«Disorganizzazione totale e anche un po’ di furbizia, ma che dire poi dei bambini?». Commenta e riassume così una paziente di Francavilla Fontana la sua esperienza presso il pronto soccorso dell’ospedale “Antonio Perrino” di Brindisi: sette ore e mezza d’attesa prima di essere finalmente visitata e, dopo pochi minuti, sentirsi dire: «Ci spiace, deve tornare domattina: lo specialista non c’è». Alla fine, la decisione di rivolgersi a un privato. La sua storia, però, merita di essere raccontata dall’inizio.
Sono le 16,45 di ieri (24 giugno 2016) quando la donna si sottopone al cosiddetto triage (assegnazione del codice di urgenza del caso). Non è grave – un’allergia improvvisa e acuta con eczema – quindi sa che le toccherà aspettare un bel po’. Ci sono giustamente prima i codici rossi e gialli, poi si passa man mano a quelli verdi come il suo e infine ai bianchi.
«Lo sapevo di non correre pericolo di vita e infatti non mi sono lamentata, se non dopo quattr’ore che attendevo invano e, soprattutto, senza avere tra le mani una qualunque carta che certificasse l’avvenuta accettazione…». A lei e a suo marito dicono di stare tranquilli e di continuare a pazientare, tanto prima o poi la chiamata sarebbe arrivata.
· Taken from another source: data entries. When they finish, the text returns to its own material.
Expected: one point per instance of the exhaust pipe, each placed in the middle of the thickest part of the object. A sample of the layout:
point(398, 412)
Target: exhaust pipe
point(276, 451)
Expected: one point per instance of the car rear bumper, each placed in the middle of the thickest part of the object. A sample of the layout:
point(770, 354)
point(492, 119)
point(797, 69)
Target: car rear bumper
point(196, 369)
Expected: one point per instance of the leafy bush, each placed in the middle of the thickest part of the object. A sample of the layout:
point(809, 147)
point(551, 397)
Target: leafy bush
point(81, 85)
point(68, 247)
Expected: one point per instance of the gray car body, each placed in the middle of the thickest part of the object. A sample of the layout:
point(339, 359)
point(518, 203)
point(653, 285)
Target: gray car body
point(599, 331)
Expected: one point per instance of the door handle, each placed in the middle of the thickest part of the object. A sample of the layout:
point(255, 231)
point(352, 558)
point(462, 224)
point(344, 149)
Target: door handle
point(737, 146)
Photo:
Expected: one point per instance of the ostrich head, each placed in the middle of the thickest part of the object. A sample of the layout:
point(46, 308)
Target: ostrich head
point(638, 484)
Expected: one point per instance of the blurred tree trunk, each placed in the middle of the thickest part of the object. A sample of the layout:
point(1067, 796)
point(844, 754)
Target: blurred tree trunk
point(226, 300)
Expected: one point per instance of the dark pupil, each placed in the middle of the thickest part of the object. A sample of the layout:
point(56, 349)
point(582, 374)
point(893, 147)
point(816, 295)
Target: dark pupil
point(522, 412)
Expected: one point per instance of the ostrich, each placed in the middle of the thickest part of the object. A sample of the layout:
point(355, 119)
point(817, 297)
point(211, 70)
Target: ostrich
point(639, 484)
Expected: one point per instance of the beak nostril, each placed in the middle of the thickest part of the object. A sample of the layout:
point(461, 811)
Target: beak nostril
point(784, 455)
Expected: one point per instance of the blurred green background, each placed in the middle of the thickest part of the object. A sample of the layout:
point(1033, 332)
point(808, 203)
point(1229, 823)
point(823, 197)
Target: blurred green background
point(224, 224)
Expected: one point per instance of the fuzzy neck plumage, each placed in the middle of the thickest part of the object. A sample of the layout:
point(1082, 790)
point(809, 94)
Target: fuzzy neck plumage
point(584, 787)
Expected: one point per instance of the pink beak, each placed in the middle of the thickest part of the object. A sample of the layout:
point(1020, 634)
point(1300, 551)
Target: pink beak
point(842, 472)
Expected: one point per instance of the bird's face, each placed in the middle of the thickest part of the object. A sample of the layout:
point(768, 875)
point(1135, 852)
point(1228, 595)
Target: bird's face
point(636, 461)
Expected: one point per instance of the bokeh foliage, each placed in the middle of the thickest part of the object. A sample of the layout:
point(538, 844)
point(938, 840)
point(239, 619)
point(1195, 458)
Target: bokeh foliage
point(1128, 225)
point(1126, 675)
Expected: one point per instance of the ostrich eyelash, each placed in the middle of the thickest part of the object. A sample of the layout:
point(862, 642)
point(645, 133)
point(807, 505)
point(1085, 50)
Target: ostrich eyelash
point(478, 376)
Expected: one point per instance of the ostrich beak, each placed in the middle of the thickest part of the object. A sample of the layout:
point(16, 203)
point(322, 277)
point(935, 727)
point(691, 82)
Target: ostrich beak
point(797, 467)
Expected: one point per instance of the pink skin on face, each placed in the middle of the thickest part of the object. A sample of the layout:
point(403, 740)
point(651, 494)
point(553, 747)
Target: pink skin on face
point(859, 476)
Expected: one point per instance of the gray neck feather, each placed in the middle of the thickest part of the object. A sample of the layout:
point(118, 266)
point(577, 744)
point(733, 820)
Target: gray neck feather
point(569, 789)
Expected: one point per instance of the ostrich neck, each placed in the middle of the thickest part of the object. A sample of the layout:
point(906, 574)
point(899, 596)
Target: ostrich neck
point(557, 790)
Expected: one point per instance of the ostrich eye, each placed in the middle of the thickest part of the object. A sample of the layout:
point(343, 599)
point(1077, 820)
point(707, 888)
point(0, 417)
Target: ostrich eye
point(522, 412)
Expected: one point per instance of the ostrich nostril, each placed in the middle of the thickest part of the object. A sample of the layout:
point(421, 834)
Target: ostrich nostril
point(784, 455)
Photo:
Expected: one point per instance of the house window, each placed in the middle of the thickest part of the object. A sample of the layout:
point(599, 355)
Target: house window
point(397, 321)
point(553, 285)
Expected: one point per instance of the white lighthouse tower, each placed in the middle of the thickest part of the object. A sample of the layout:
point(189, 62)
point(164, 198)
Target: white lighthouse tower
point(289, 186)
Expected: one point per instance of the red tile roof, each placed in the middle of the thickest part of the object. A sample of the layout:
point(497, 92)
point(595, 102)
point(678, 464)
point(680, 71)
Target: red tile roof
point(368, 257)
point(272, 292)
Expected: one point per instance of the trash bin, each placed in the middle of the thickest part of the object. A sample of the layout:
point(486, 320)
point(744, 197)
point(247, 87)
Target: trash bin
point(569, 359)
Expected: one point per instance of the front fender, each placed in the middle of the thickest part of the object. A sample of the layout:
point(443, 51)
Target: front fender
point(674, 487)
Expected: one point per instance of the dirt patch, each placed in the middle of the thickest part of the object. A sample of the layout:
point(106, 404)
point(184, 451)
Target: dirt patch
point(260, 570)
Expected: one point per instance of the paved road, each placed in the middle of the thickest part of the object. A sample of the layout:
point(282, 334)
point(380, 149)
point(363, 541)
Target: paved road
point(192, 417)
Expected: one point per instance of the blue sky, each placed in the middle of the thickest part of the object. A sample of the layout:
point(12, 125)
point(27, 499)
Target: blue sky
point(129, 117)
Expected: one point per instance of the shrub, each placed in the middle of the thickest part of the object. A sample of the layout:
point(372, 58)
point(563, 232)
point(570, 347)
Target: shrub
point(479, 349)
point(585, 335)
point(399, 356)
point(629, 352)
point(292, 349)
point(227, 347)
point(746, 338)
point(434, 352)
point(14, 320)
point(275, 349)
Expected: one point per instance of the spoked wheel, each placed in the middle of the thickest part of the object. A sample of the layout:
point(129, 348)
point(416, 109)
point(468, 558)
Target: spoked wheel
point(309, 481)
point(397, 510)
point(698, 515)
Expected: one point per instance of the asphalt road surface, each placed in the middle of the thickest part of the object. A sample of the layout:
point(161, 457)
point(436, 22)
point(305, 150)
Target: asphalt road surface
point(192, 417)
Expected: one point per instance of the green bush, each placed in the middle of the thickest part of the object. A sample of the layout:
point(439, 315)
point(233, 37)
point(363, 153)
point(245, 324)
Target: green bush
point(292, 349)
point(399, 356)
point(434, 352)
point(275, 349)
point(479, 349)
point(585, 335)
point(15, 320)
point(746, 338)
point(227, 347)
Così fanno. Pazienta e pazienta, trascorrono altre due ore e, intanto, cambia anche il turno degli infermieri e dei medici. Ma, tra qualcuno che magicamente passava avanti e i bimbi ai quali non era data precedenza, intorno alle 23 ecco che la signora e suo marito decidono di chiedere nuovamente delucidazioni allo sportellista subentrato. «Siete stati già chiamati – dice – e non vi siete presentati, così si è passati oltre».
«Non era assolutamente vero – assicura la donna – non ci avevano mai chiamato, anche perché eravamo sempre stati là, non ci eravamo mossi neanche per un minuto».
L’addetto li rassicura dicendo loro che non c’è alcun problema e che si sarebbe potuto tranquillamente procedere a una nuova registrazione e a una nuova attesa, stavolta più breve perché nel frattempo il “grosso” del lavoro era stato smaltito. Stremati, protestano anche duramente ma, alla fine, accettano questa nuova accettazione e, intorno a mezzanotte, ecco finalmente la tanto sospirata chiamata.
Il medico visita la paziente e le di ce che sì, con ogni probabilità si tratta di un’allergia da cui è scaturito un fastidiosissimo eczema, però più di tanto non può dire né fare poiché lo specialista non copre il turno di notte e quindi non può essere da lui visitata. Se ne potrà riparlare all’indomani. Dopo pochi minuti e, soprattutto, dopo un’attesa di sette ore e mezza, marito e moglie se ne vanno e tornano nella Città degli Imperiali, lei con gli stessissimi fastidi e gli stessi pruriti di prima su tutto il corpo (sedati con due fortissime iniezioni di calmante che ha prodotto i suoi effetti stordenti per tutta la notte e oltre).
Stamattina (25 giugno) il consulto con il dermatologo del Perrino non fornisce chissà quale soluzione e il nocciolo della questione è: «Che ci fa qui, quando si sarebbe potuta rivolgere a un dermatologo di fuori?». Cosa, questa, che la donna farà perché così avanti proprio non può andare.
«In tutta questa storia, a pensarci bene – conclude – in effetti la sanità ci fa sulla carta un’ottima figura, perché di fatto io sono stata visitata e dimessa poco dopo essere stata registrata per la seconda volta, mentre della prima registrazione si era persa ogni traccia, ma ciò che mi ha colpito in modo particolare è stata la presenza nel pronto soccorso di numerosi bambini, costretti ad aspettare in un posto ad alta infettività: insomma, davvero una cattivissima esperienza che non auguro a nessuno…».